Max was doing his usual thing – nose to the ground, zigzagging from one interesting smell to the next, completely absorbed in whatever dog drama had played out on the sidewalk the night before.

I was half-watching him, half-thinking about the meeting I had in an hour, when Dr. Martinez’s number flashed on my screen.

I almost didn’t answer. Max had just found something particularly fascinating near the storm drain, and I knew if I interrupted his investigation now, he’d give me that look – the one that said I clearly didn’t understand the important work he was doing.

But something made me pick up.

The blood work was back. The news wasn’t good. We needed to talk, soon.

I hung up and looked down at Max, who had moved on to examining a discarded wrapper with the intensity of a forensic scientist.

He had no idea that phone call had just changed everything. He was still living in a world where walks happened every morning, where the route to the park stretched out ahead of us like it always had.

I should have let him finish. I should have sat down right there on the sidewalk and let him take as long as he wanted with that storm drain. Instead, I tugged gently on his leash.

“Come on, buddy. We need to head back.”

He looked up at me, confused. We always went to the park. We always did the full loop. But something in my voice must have told him this wasn’t a normal day, because he didn’t argue.

He just fell into step beside me, glancing back once at the path we usually took, the one that led to his favorite bench and the pond where he liked to watch the ducks.

That was six months ago. We never made it to the park that day, and we never would again.
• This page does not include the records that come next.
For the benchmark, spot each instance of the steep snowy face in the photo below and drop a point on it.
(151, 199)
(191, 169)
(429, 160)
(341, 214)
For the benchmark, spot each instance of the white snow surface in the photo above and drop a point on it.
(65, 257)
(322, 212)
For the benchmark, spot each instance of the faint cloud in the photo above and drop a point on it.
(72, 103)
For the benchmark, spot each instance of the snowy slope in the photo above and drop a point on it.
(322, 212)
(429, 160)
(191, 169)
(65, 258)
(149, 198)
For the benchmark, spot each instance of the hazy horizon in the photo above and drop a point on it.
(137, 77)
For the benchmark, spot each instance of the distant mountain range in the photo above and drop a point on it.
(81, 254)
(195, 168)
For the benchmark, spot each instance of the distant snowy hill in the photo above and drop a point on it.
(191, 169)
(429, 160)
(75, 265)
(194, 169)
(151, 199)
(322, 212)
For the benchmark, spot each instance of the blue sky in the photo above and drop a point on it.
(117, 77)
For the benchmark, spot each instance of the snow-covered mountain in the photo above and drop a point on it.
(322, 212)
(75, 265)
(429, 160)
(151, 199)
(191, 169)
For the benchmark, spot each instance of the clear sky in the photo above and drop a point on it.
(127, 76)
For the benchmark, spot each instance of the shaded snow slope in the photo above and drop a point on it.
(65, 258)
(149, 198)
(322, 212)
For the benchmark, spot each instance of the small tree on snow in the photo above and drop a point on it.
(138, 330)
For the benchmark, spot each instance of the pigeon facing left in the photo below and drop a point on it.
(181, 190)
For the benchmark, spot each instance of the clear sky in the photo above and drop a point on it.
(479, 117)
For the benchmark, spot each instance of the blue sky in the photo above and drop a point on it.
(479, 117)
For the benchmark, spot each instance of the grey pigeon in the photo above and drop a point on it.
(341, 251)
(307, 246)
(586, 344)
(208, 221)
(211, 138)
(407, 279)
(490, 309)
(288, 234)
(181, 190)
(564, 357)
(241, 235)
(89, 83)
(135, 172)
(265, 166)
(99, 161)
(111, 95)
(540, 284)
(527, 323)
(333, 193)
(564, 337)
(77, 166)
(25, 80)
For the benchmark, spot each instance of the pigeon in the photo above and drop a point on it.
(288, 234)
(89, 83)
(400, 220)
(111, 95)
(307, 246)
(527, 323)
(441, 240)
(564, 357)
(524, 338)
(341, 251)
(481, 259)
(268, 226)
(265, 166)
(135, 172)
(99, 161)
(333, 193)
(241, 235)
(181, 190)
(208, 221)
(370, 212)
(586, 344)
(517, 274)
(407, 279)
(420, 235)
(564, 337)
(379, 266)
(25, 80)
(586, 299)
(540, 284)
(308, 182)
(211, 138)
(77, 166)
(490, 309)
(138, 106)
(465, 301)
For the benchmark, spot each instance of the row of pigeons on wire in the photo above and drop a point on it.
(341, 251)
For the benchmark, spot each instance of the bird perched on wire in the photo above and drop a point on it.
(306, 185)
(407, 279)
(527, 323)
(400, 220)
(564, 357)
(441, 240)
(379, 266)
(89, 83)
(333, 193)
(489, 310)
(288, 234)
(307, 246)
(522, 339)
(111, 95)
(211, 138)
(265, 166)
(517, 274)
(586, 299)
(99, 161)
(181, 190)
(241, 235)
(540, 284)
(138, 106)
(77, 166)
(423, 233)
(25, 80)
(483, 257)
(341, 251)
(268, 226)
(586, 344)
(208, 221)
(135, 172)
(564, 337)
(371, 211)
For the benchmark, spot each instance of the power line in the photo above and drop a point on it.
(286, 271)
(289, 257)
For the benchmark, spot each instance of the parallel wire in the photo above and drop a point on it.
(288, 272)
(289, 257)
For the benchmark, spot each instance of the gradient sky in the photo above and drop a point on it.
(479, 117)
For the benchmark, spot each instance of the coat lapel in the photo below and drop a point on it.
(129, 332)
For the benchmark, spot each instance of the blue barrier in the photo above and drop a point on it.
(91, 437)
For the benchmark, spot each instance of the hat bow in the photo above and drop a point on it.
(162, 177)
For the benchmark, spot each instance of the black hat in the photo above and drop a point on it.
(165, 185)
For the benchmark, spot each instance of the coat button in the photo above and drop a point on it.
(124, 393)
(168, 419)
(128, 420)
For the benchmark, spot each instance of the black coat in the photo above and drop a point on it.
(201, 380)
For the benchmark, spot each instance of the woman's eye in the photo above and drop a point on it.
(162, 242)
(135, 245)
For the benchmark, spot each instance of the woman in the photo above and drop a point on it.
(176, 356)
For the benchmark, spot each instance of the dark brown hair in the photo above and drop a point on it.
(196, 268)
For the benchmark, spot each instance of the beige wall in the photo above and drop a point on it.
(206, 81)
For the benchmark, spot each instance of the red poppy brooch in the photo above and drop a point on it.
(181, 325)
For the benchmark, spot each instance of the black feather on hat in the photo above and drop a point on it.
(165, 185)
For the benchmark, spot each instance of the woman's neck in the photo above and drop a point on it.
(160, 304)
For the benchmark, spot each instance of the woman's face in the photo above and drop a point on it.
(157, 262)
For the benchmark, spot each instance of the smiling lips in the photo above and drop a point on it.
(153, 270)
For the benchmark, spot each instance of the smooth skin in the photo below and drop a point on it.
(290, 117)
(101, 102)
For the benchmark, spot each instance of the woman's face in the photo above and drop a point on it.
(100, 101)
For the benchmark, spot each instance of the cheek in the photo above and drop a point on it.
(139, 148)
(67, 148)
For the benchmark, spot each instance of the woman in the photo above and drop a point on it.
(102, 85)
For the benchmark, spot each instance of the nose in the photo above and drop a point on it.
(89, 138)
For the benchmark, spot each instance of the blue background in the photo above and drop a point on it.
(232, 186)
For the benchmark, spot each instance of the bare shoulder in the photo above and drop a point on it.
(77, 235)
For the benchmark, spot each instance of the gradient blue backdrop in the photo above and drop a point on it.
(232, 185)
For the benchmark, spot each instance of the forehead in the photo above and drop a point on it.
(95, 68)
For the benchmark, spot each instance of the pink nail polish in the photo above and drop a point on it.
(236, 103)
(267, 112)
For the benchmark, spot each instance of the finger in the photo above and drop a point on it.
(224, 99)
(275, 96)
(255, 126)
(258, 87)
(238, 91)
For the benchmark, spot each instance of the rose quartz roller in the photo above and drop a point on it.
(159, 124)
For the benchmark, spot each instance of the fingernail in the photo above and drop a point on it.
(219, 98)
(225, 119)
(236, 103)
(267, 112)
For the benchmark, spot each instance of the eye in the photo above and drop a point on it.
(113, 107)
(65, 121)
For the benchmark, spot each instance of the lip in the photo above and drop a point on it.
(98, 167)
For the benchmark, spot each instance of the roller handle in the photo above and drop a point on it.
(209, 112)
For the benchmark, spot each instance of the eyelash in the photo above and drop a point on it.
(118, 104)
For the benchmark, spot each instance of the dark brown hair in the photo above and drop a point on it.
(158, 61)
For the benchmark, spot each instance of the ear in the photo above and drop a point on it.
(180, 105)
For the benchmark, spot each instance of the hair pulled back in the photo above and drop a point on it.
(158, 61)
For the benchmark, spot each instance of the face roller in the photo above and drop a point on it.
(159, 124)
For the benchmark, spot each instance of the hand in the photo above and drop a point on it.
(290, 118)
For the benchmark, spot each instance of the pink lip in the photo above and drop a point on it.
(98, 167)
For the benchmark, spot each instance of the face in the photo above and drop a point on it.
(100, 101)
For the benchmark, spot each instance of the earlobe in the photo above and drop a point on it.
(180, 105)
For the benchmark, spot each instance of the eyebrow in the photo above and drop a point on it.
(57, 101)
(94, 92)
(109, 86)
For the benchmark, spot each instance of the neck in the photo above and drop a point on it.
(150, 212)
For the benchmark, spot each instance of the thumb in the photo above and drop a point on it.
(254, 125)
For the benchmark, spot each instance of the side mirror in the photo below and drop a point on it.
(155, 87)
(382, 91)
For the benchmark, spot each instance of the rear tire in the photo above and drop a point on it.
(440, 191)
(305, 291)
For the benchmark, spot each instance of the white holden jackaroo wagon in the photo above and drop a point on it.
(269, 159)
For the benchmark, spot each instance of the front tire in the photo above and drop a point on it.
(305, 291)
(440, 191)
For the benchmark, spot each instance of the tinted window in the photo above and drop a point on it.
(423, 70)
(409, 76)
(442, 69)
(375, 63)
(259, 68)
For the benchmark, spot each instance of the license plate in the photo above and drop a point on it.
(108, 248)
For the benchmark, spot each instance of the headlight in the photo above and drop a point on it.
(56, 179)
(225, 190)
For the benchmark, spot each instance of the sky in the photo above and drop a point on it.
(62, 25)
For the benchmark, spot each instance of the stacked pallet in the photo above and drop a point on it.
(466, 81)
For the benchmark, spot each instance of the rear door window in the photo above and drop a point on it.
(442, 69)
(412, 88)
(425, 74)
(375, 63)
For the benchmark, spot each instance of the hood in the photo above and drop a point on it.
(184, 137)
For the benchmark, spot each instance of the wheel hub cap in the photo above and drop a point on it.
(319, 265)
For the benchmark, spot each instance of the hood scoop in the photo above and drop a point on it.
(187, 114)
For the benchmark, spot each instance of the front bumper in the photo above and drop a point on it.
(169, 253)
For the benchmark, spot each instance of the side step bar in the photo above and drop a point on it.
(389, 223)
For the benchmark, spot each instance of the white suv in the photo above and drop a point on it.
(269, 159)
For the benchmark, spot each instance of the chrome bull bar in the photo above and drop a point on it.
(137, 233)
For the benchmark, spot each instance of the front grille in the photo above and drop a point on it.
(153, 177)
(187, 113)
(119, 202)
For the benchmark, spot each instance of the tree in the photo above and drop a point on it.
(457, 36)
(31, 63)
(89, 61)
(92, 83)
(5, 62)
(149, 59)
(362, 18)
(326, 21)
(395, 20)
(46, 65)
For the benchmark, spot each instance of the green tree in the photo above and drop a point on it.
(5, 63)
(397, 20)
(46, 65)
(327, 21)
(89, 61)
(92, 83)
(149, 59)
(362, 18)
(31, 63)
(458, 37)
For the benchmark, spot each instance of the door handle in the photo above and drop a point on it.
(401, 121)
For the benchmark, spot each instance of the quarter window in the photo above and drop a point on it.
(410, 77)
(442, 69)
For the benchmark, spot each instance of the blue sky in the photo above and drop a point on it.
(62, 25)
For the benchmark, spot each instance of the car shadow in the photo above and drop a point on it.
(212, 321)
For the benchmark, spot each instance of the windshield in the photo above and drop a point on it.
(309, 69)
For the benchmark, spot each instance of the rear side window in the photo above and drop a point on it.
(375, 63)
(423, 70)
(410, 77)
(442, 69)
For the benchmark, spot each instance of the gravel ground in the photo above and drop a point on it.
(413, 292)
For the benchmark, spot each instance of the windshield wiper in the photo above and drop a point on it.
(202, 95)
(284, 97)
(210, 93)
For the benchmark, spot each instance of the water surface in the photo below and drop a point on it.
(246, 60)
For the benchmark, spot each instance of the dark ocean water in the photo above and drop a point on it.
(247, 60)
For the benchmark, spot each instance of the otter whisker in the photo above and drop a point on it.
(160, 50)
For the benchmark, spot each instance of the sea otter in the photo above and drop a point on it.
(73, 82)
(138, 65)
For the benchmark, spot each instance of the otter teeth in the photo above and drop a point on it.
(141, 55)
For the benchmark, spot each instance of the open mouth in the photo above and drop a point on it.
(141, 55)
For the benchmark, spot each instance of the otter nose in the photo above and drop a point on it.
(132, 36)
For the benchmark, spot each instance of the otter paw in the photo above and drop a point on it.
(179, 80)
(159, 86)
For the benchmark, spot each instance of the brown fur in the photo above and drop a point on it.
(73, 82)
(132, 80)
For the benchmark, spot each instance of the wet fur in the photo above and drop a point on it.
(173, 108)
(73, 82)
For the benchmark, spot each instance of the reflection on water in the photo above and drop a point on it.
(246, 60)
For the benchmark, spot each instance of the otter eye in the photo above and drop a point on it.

What I keep coming back to is that storm drain. The way Max’s tail was wagging as he sniffed around it. How he’d found something interesting and wanted to share it with me in the only way he knew how.

I was always rushing him along. How many times did I cut short his investigations because I was thinking about work or the weather?

Max never worried about reaching the destination. He was always completely absorbed in wherever he was right now. He taught me that the point of walking isn’t to get somewhere efficiently – it’s to notice things, to be curious.

Sometimes I feel like Max is still with me when I walk, in the way I find myself slowing down at the places he used to stop. The walk we never got to finish has become every walk I take now.